An able surgeon, once, mentioned to me a man, who, from a singularity of taste, used to indulge his debauchery with the lowest street-walkers, and being accustomed to satisfy his desires with them, in a standing posture, against some wall or bulk, fell into a wasting, accompanied with the most cruel pains of his loins, and with an atrophy or shrivelling of his thighs and legs, combined with a palsy in those parts, which seemed to be a consequence of the attitude in which he used to indulge his dirty amours. After having kept his bed about a month, he died in a condition equally fit to inspire compassion and terror.
But does not this observation furnish also a fifth cause of the dangers particular to self-pollution?
When one loses one’s strength by two means at once, the weakness must be considerably augmented. A person who is standing upright, or sitting, has need for the supporting himself in those postures, and especially in the first, of putting into action a great number of the muscular parts; and this action dissipates the animal spirits. Weak persons, who cannot keep, for an instant, in a standing posture, without feeling a weakness, and the sick, that cannot sit up without the like uneasiness, very evidently prove this. But in lying down, or in the being extended at full length, there is not required the same strain on the vital strength. Thence it is clear enough, that the same act, performed in the one or in the other attitude, will produce a much greater weakening in the first than in the last case.
Sanctorius has not failed to point out the danger of this attitude: “Usus coïtus stando, lædit, nam musculos et eorum utilem perspirationem diminuit.”
Other observations, well examined, afford a sixth cause, which may, at the first superficial view, appear of the slightest, but which no intelligent naturalist will readily pronounce null.
All living bodies perspire. Every instant there exhales through, perhaps, one half of the pores of our skin, a humor of extreme tenuity, and which is a great deal more considerable than all our other evacuations: at the same time, another kind of pores admit a part of the fluids which surround us, and convey them into the vessels. These are the invisible torrents (to use M. Senac’s happy expression) that have their egress and regress into our body[91]. It stands demonstrated, that, in some cases, this insorption is enormous. The strong and healthy perspire the most: the weak, who have hardly any atmosphere of their own, inhale more. Now the miasms, or perspired matter of healthy persons, contains something nutritious and corroborative, which inhaled by another, contributes to give him vigor. These are observations, which explain why the young virgin, selected to cherish David, by lying in his bosom, gave him strength; why the same experiment has succeeded with other old men, to whom it had been prescribed; why that process weakens the young person, who loses, without receiving anything; or rather receives, in return, faint, sickly, corrupt, putrid exhalations, which cannot but be noxious.
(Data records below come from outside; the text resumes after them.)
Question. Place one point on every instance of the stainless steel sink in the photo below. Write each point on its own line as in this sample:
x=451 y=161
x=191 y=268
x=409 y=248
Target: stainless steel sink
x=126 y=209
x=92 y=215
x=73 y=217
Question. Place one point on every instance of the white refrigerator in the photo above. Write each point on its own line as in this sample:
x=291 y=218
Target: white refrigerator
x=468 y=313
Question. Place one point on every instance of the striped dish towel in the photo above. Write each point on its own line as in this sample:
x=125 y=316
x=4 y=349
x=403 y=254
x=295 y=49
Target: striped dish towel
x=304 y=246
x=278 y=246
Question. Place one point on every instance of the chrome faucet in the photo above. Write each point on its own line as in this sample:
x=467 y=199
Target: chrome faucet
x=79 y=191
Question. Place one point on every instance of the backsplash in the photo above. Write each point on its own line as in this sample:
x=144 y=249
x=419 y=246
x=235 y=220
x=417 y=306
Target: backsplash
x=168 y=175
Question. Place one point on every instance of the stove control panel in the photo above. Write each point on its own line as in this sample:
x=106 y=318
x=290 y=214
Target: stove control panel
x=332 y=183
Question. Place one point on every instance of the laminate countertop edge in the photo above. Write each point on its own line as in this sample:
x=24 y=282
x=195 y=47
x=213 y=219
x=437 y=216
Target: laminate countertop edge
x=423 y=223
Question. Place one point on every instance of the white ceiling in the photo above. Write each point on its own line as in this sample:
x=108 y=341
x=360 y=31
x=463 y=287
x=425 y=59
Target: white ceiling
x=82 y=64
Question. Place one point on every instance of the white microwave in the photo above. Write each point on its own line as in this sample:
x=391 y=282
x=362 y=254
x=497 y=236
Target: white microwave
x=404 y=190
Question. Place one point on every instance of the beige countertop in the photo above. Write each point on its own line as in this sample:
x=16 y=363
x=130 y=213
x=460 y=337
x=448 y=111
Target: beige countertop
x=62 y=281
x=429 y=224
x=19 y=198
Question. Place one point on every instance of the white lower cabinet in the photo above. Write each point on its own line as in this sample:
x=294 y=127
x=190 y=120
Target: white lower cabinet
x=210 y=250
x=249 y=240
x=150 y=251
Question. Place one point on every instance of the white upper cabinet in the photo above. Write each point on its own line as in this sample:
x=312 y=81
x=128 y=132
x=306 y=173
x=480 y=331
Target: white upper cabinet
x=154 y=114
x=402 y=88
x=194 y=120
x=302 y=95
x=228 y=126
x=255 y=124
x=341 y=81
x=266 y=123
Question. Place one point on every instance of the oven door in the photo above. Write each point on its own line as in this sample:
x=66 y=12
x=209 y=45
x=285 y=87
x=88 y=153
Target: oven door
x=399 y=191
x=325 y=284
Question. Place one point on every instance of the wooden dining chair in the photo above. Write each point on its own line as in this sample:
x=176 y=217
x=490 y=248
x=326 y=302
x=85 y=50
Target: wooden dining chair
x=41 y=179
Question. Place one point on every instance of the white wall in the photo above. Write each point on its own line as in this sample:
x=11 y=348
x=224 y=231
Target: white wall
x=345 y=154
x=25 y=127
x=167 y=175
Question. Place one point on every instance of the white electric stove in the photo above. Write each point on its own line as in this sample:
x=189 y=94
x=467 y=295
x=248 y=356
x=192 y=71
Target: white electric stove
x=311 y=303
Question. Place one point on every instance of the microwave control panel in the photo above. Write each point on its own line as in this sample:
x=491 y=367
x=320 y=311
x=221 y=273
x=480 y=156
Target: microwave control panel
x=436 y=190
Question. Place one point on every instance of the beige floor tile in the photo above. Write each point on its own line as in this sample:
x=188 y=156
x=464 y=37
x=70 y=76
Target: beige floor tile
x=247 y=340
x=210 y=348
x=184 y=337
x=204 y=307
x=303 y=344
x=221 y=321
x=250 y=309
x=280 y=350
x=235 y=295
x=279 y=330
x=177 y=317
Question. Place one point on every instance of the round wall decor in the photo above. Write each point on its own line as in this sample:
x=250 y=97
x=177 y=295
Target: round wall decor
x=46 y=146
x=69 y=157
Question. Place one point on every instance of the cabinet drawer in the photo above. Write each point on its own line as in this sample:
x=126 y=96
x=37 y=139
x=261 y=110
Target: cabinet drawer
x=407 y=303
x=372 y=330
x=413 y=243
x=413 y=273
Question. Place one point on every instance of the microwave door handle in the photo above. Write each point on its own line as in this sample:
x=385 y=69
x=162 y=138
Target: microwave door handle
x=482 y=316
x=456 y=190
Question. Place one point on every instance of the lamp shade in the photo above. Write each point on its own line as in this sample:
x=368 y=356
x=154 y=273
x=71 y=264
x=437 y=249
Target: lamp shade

Now, in the time of coition, people perspire more than at any other, the force of the circulation being augmented. This perspiration is also, probably, more active, more spirituous, than at any other time: it is a real loss that is, on that occasion, sustained, and which takes place, in whatever manner the emission of the seed is made, as it depends on the agitation that accompanies it. In coition it is reciprocal, and then, the one inhales what the other perspires. This exchange stands unquestionably proved by sure observations. I saw myself, not long ago, one, who having no gonorrhœa, no cutaneous symptom of the lues, had given the venereal distemper to a woman, who, at that instant was giving him the itch in exchange. In coition, then, there is a sort of mutual compensation of loss on both sides. But in the case of self-pollution, the person guilty of it loses, and in lieu of his loss, receives nothing.
An observation of the effect of the passions discovers a seventh cause of evil, in the difference between those who indulge themselves with women, and the self-pollutors; a difference which is intirely to the disadvantage of these last.
That joy which is allied to the soul, and which it is so very right essentially to distinguish from that merely corporal pleasure, in which the man shares but with the brute, and from which it is totally different; that joy, I say, aids the digestions, animates circulation, favors all the functions, restores the vital forces, cherishes, and supports them. Where it is found combined or united with the pleasures of love, it contributes to repair that strength which those pleasures may have diminished or exhausted. This stands proved by observation. Sanctorius has remarked it.
“A man (says he) after an excessive coition with a woman he loves, and has passionately desired, does not feel that fatigue of weakness which one would naturally suppose would be the consequence of such an excess; because the joy of the soul augments the power of the heart, favors the functions, and repairs the losses.”